Thursday, March 7, 2013

What’s so wrong with being an ideologue?


 
Politicians are sometimes labeled as “ideological.”  It is a label intended to damn.  But being labeled an ideologue usually does not put the person on the defensive.  On the contrary, “ideologue” is worn as a badge of honor, particularly for many Republicans.  It says, “we stand by our principles no matter what.”

This label lacks sting because people think that it simply means being constant in one’s beliefs. Others might think it’s the same as being conservative because the label is used mainly against conservatives.  They don’t generally focus on the fatal flaw of the ideological approach.  

The fatal flaw of the ideologue is the pursuit of a particular policy prescription even when the context of that policy guarantees that it will fail.  The most common example in the political realm today is ideology in tax policy:  taxes can only be cut, and can never be raised.  This ideological stance has its clearest expression in the pledge (promoted by anti-tax lobbyist, Grover Norquist) that elected officials have signed never to raise taxes, regardless of the circumstances. 

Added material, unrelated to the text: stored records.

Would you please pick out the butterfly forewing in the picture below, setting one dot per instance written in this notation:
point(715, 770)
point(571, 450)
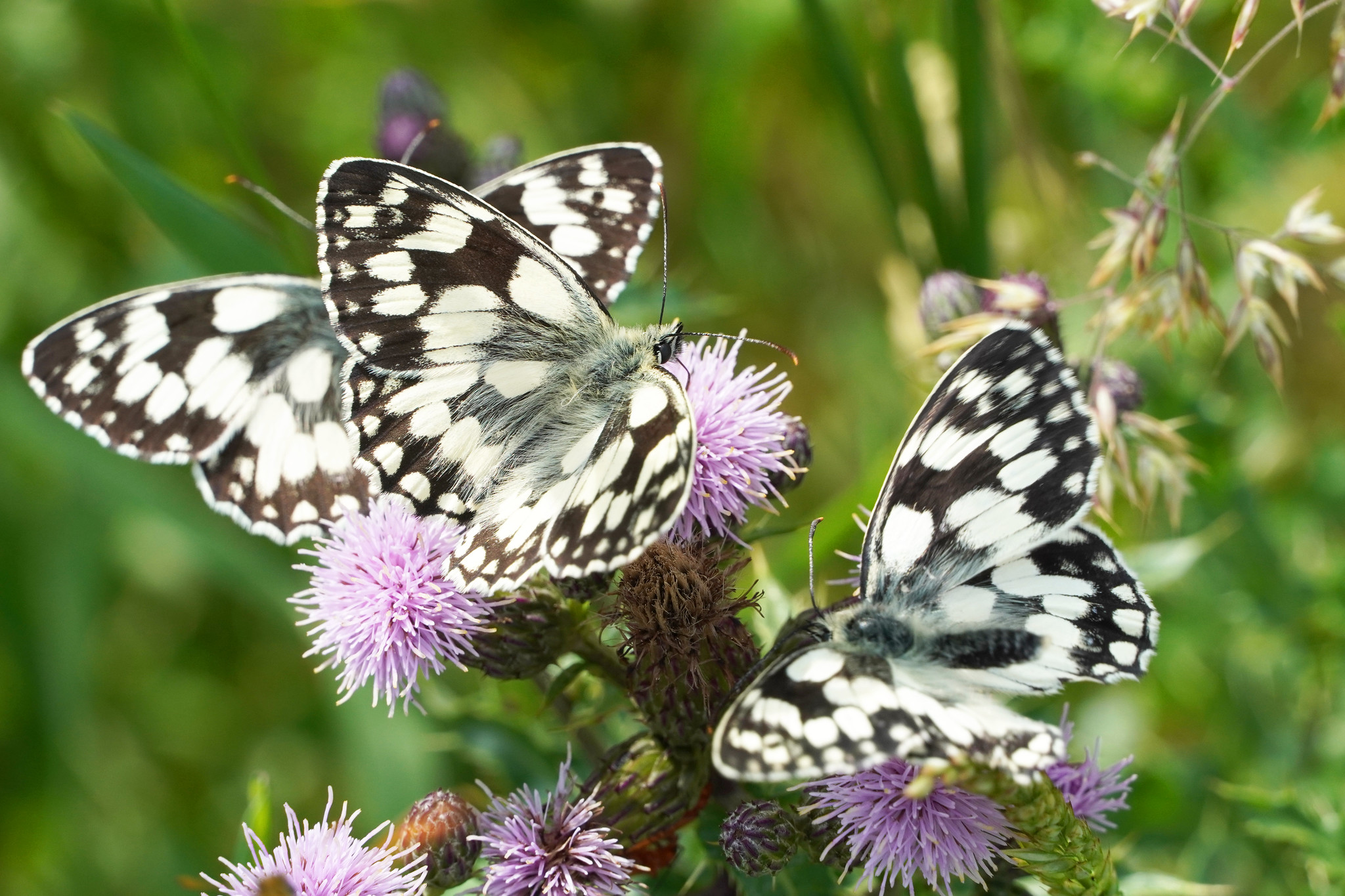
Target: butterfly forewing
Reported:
point(490, 385)
point(1002, 454)
point(420, 273)
point(595, 206)
point(238, 372)
point(825, 711)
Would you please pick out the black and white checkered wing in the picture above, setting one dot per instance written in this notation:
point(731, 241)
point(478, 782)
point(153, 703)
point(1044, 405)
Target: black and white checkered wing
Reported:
point(1002, 456)
point(238, 373)
point(595, 206)
point(826, 711)
point(420, 274)
point(1069, 610)
point(483, 381)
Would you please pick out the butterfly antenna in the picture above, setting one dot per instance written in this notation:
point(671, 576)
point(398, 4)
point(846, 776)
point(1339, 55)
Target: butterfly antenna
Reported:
point(759, 341)
point(663, 217)
point(273, 199)
point(813, 594)
point(414, 144)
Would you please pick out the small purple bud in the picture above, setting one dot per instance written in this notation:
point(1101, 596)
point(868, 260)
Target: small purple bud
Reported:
point(1026, 297)
point(408, 104)
point(1121, 382)
point(759, 837)
point(439, 828)
point(947, 296)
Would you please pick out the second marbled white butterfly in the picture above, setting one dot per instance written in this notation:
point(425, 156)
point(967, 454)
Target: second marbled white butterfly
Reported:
point(977, 578)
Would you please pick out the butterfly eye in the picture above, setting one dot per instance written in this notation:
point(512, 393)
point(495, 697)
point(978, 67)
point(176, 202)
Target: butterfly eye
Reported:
point(880, 633)
point(666, 347)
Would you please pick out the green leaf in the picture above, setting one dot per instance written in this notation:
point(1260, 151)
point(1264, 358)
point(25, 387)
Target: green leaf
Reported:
point(219, 244)
point(256, 815)
point(563, 681)
point(970, 55)
point(841, 65)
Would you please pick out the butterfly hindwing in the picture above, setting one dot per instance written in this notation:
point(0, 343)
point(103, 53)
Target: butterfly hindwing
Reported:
point(1072, 599)
point(1002, 453)
point(595, 206)
point(236, 372)
point(618, 488)
point(826, 711)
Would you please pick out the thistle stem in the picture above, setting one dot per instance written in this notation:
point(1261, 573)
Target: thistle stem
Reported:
point(602, 658)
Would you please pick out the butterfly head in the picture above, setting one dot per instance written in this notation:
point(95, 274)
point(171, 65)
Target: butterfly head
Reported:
point(669, 343)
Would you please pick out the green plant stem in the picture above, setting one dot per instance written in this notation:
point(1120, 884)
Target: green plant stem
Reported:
point(969, 45)
point(602, 658)
point(900, 95)
point(1055, 845)
point(835, 56)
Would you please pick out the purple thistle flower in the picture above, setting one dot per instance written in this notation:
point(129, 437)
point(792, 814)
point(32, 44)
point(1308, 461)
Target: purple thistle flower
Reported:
point(739, 437)
point(550, 847)
point(1091, 790)
point(380, 605)
point(944, 834)
point(323, 860)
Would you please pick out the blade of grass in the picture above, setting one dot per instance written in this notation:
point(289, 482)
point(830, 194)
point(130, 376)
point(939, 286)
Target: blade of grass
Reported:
point(969, 51)
point(835, 56)
point(201, 73)
point(197, 227)
point(906, 119)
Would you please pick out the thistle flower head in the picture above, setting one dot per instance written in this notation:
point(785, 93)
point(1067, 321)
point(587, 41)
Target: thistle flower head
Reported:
point(550, 845)
point(1091, 790)
point(947, 296)
point(378, 603)
point(323, 860)
point(740, 437)
point(948, 833)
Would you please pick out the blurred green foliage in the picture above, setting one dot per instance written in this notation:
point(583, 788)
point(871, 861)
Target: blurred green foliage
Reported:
point(150, 666)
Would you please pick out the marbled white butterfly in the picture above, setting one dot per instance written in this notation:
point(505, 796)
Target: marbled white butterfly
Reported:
point(240, 375)
point(977, 578)
point(486, 381)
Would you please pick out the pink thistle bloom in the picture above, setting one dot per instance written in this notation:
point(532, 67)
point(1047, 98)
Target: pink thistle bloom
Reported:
point(380, 606)
point(550, 847)
point(950, 833)
point(1091, 790)
point(323, 860)
point(740, 437)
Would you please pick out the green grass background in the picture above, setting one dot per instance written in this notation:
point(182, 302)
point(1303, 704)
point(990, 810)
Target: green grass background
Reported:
point(148, 661)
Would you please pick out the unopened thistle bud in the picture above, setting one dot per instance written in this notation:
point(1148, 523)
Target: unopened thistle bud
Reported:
point(408, 104)
point(646, 797)
point(439, 828)
point(686, 645)
point(1026, 297)
point(799, 444)
point(947, 296)
point(761, 837)
point(529, 634)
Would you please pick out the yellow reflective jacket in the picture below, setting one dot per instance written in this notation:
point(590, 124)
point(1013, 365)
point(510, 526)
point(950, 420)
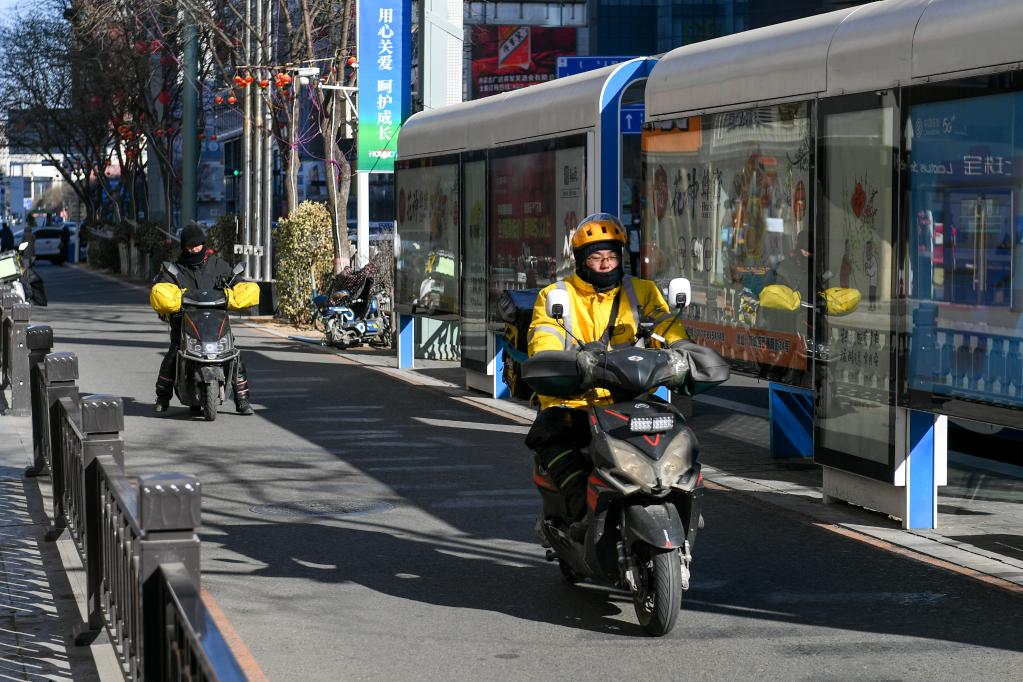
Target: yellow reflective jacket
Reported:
point(588, 317)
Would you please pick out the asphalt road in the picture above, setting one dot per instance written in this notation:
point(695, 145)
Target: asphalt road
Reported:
point(440, 577)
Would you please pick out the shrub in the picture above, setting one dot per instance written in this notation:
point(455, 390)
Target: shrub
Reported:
point(305, 255)
point(223, 235)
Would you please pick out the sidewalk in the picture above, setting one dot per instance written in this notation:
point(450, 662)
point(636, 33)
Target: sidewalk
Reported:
point(981, 538)
point(38, 606)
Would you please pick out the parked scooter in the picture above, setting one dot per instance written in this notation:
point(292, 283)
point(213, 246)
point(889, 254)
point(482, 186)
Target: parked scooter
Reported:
point(17, 275)
point(347, 323)
point(208, 357)
point(643, 493)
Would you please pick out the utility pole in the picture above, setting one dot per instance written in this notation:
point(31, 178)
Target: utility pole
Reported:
point(247, 132)
point(189, 116)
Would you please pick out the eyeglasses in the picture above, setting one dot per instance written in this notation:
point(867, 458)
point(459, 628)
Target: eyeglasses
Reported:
point(598, 260)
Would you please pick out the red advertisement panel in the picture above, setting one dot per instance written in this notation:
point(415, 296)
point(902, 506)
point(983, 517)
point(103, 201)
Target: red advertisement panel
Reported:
point(751, 344)
point(522, 222)
point(508, 57)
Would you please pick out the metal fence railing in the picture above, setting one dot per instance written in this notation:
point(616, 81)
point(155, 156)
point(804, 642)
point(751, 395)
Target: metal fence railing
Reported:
point(136, 536)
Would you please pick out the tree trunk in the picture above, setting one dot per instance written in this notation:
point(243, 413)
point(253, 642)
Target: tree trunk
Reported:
point(293, 153)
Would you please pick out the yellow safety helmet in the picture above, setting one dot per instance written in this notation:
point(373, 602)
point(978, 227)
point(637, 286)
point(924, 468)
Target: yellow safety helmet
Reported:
point(597, 227)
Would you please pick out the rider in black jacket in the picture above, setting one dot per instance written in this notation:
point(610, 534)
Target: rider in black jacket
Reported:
point(198, 269)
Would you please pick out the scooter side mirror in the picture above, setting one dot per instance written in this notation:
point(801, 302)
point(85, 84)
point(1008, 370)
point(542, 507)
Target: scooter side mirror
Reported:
point(679, 292)
point(558, 303)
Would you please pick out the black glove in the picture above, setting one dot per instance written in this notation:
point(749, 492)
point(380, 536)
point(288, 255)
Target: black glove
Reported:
point(706, 367)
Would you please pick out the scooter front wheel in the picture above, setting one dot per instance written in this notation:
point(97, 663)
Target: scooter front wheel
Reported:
point(211, 396)
point(659, 589)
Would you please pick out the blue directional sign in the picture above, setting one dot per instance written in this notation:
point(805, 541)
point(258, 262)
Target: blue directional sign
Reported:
point(572, 65)
point(631, 119)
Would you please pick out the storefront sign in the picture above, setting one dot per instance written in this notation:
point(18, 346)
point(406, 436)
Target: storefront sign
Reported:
point(385, 66)
point(750, 344)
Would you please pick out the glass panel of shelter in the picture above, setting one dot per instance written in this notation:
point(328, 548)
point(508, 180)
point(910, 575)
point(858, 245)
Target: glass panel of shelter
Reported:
point(727, 200)
point(965, 220)
point(855, 257)
point(474, 260)
point(428, 223)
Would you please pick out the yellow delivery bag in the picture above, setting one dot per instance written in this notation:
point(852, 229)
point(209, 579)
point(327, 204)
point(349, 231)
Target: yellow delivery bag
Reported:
point(165, 298)
point(241, 296)
point(780, 297)
point(841, 300)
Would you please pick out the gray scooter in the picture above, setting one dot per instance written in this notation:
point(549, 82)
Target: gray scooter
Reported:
point(643, 492)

But what are the prospects of success of a tax cut or even avoiding a tax increase:  (i) If the country has a serious debt problem?  (ii) If the debt increase is, in substantial measure, because of a drop in revenue?  (iii) If the income tax share of GDP is historically low, much lower than during high economic growth periods?  (iv) If the recipients of most of the tax cut are relatively wealthy and, therefore, are highly unlikely to spend a significant portion of it?  These are the circumstances today.  We learned previously from George W. Bush’s tax cuts, which were implemented under conditions that were more favorable to tax cuts than they are today, that they were more costly than beneficial.

To some people, it is ok if you are an ideologue.  You press on with the ideological position.  The country suffers and its national security is damaged through fiscal weakness, but you dismiss it with a slogan or a false claim about the free market.  In reality, labeling someone an ideologue is a condemnation, tantamount to calling someone ignorant or delusional.  The label is not meant as an innocuous acknowledgement that someone has strongly held beliefs.